The Pampean orogeny (orogenia pampeana) was an orogeny active in the Cambrian in the western margin of the ancient landmass of Gondwana. The orogen's remains can now be observed in central Argentina, in particular at the Sierras de Córdoba (Note: The modern relief of Sierras de Córdoba is, however, related to the much more recent Andean orogeny in the Tertiary.) and other parts of the eastern (Note: All coordinates in this article are in relation to present-day geography and not to the past disposition of continents, terranes and oceans.) Sierras Pampeanas. It is uncertain if the orogeny involved at some point a continental collision. The Pampean orogen can be considered both part of the larger Terra Australis orogen and of the Brasiliano orogeny. The Pampean orogeny was succeeded by the Famatinian orogeny further west.

==Magmatic belts==
The Pampean orogen contains a magmatic belt (Note: A magmatic belt is large-scale elongate arrays of igneous rock outcrops.) including granodiorites, monzogranites, and volcanic rocks, all of them of calc-alkaline chemistry. The igneous rocks of this belt formed at various times in over the period from 555 to 525 million years ago. From 525 million years ago onward another magmatic belt of peralumineous and mafic rocks developed further amidst gneiss, schist, amphibolites and carbonate rocks. The igneous rocks of this belt formed in the period from 525 to 515 million years ago.

Part of the pegmatite dykes of the Pampean Pegmatite Province formed during the orogeny. These dykes are thought to be derived from S-type granitic melts.

==Tectonic interpretation==
The Pampean orogeny can be considered part of the larger Terra Australis orogeny or of the Brasiliano orogeny. The Pampean orogeny developed at a similar time as the Paraguai Belt of the Brasiliano Orogeny, but in difference to the Paraguay Belt that ended up in the interior of Gondwana the Pampean Orogen remained at a continental margin. The orogen eventually ceased activity and was succeeded by the Famatinian orogeny further west.

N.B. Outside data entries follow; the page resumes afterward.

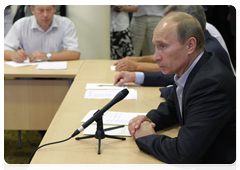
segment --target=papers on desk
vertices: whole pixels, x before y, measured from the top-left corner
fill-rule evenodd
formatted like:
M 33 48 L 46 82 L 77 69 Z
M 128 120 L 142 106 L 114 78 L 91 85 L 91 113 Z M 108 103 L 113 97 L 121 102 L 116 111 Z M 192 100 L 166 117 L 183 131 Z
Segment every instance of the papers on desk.
M 114 127 L 114 126 L 103 125 L 103 129 L 110 128 L 110 127 Z M 94 135 L 96 132 L 96 128 L 97 128 L 97 125 L 90 125 L 83 131 L 83 134 L 84 135 Z M 114 135 L 114 136 L 131 136 L 128 131 L 128 126 L 124 126 L 122 128 L 106 131 L 104 133 L 106 135 Z
M 38 65 L 37 70 L 63 70 L 67 69 L 67 61 L 37 61 L 34 63 L 29 62 L 28 60 L 25 60 L 23 63 L 18 63 L 16 61 L 8 61 L 5 62 L 7 65 L 10 65 L 12 67 L 23 67 L 23 66 L 33 66 Z
M 127 85 L 124 86 L 115 86 L 111 83 L 87 83 L 86 89 L 95 89 L 95 90 L 123 90 L 127 88 Z
M 97 110 L 90 110 L 88 114 L 81 120 L 81 122 L 86 122 L 96 111 Z M 103 124 L 128 125 L 129 121 L 138 115 L 146 115 L 146 113 L 106 111 L 102 117 Z
M 113 99 L 121 90 L 87 90 L 85 99 Z M 137 90 L 129 89 L 124 99 L 137 99 Z
M 38 65 L 38 63 L 30 63 L 29 60 L 25 60 L 22 63 L 18 63 L 16 61 L 7 61 L 5 64 L 10 65 L 12 67 L 23 67 L 23 66 L 33 66 Z
M 58 61 L 58 62 L 44 62 L 38 64 L 37 70 L 65 70 L 67 69 L 66 61 Z

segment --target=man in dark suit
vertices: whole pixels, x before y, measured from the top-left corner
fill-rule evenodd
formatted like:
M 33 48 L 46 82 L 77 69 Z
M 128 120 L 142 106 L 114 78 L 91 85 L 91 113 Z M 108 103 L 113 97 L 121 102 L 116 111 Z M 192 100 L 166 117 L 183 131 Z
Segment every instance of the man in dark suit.
M 166 102 L 133 118 L 129 132 L 140 150 L 181 168 L 238 168 L 237 78 L 205 49 L 199 22 L 186 13 L 164 17 L 154 30 L 154 60 L 166 75 L 175 74 Z M 178 136 L 156 131 L 179 123 Z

The eastern magmatic belt of the Pampean orogeny is interpreted as the remains of a volcanic arc associated with an east-dipping subduction zone while the western one is thought to represent a younger volcanic arc that developed on what was once the accretionary prism of the orogen.

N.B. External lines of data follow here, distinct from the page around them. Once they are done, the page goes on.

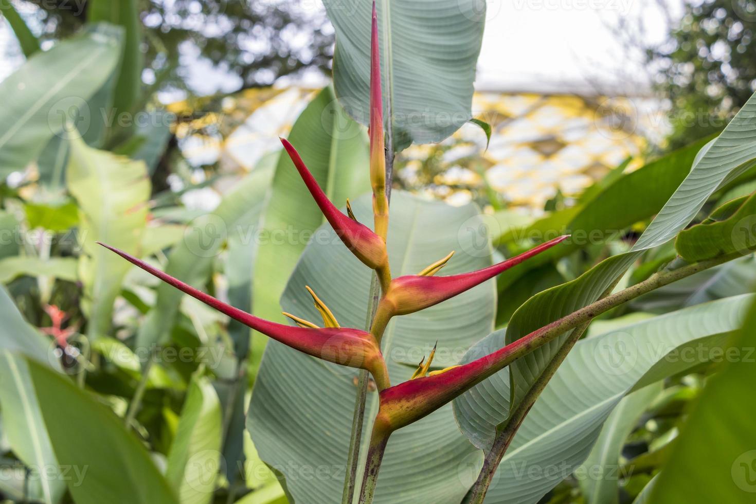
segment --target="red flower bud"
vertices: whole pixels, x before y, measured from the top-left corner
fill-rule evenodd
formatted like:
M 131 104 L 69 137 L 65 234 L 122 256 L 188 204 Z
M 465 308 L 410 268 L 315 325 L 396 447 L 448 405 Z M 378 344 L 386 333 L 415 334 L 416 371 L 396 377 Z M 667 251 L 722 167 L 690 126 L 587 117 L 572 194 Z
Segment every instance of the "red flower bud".
M 446 261 L 451 257 L 450 255 L 426 268 L 423 274 L 395 278 L 391 281 L 386 295 L 380 301 L 376 314 L 376 323 L 386 324 L 394 315 L 414 313 L 453 298 L 513 266 L 516 266 L 525 259 L 554 246 L 566 240 L 569 236 L 554 238 L 519 255 L 477 271 L 448 277 L 432 276 L 446 264 Z
M 98 242 L 99 243 L 99 242 Z M 199 299 L 208 306 L 249 326 L 273 339 L 308 355 L 328 360 L 336 364 L 367 369 L 372 375 L 379 390 L 389 386 L 389 375 L 380 348 L 369 332 L 357 329 L 344 327 L 294 327 L 276 323 L 255 317 L 239 308 L 227 305 L 209 294 L 197 290 L 147 264 L 126 252 L 100 243 L 138 266 L 147 273 L 157 277 L 180 291 Z
M 331 227 L 344 243 L 344 245 L 365 264 L 373 270 L 381 268 L 388 270 L 389 256 L 386 251 L 386 243 L 377 234 L 370 230 L 364 224 L 360 224 L 339 211 L 333 203 L 328 199 L 323 190 L 318 185 L 314 177 L 307 169 L 299 153 L 288 141 L 281 138 L 284 148 L 286 149 L 294 165 L 299 172 L 299 175 L 305 181 L 305 185 L 309 190 L 321 212 L 330 224 Z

There have been differing views among geologists on the tectonic and paleogeographic position of the Puncoviscana Basin in relation to the events of the Pampean orogeny. The Pampean orogeny is believed by some geologists to be associated with the accretion of a "Pampia Terrane" to the Río de la Plata Craton, resulting from the closure of a sea that existed in-between. This sea would have been the Puncoviscana Basin. Víctor Ramos proposes instead that the Puncoviscana Basin was a foreland basin located west of a "Pampia block" that collided with Río de la Plata Craton. Contrasting to this view Aceñolaza and Toselli claim instead that the Puncoviscana Basin originated from an aulacogen splitting Arequipa-Antofalla Craton from Río de la Plata and Guaporé Craton. Following this interpretation the aulacogen would have closed during the Pampean orogeny.